No poker, chamamos “all-in” quando o jogador aposta todas suas fichas em uma rodada. Bolsonaro, na terça-feira passada, fez um all-in. O problema desta aposta é que ela vai na contramão das recomendações dos cientistas de todo o mundo. Ou seja, a probabilidade de ele estar certo é muito baixa. E pior, mas muito pior mesmo, se ele estiver errado (o que deverá acontecer), a consequência não será apenas sua “eliminação do jogo”, mas a morte de centenas de milhares de pessoas no Brasil.

bolsonaro-ao-lado-do-humorista-carioca-no-palacio-da-alvorada

Bolsonaro com o Comediante Carioca

Em um artigo no Financial Times, Yuval Harari, o autor de Sapiens, deixou claro qual é a melhor opção nesta crise.

“Nos próximos dias, cada um de nós deve optar por confiar em dados científicos e especialistas em saúde, em detrimento de teorias infundadas da conspiração e de políticos egoístas.”

Acredito que a maioria da população brasileira não concorda com a posição de Bolsonaro, mas isso não é suficiente.
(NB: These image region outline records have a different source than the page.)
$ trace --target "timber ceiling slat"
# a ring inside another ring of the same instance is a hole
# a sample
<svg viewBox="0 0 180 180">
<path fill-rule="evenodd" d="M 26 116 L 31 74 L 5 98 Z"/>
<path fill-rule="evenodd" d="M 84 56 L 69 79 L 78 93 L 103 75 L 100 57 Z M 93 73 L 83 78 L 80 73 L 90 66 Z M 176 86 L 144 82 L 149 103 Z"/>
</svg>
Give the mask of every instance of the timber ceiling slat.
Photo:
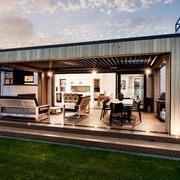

Bolsonaro, em seu discurso, abriu a “Caixa de Pandora” e todos seus seguidores (25 a 30% dos brasileiros) passaram a pressionar pela volta à normalidade, encampando suas teorias conspiratórias sobre a Imprensa, a Esquerda e seus adversários políticos. Se o isolamento social for encerrado, a consequência deverá ser desastrosa – centenas de milhares de brasileiros mortos.

A minimização das mortes divulgadas em vídeos de Luciano Hang (dono da Havan), Junior Durski (dono do Madero), Alexandre Guerra (filho do dono do Giraffas) e Roberto Justus é um verdadeiro absurdo. Declarações como estas estimulam a histeria das pessoas em relação às perdas de emprego e renda. Nos últimos dias, carreatas aconteceram em cidades brasileiras pedindo que os prefeitos cancelem as restrições de circulação e abertura do comércio.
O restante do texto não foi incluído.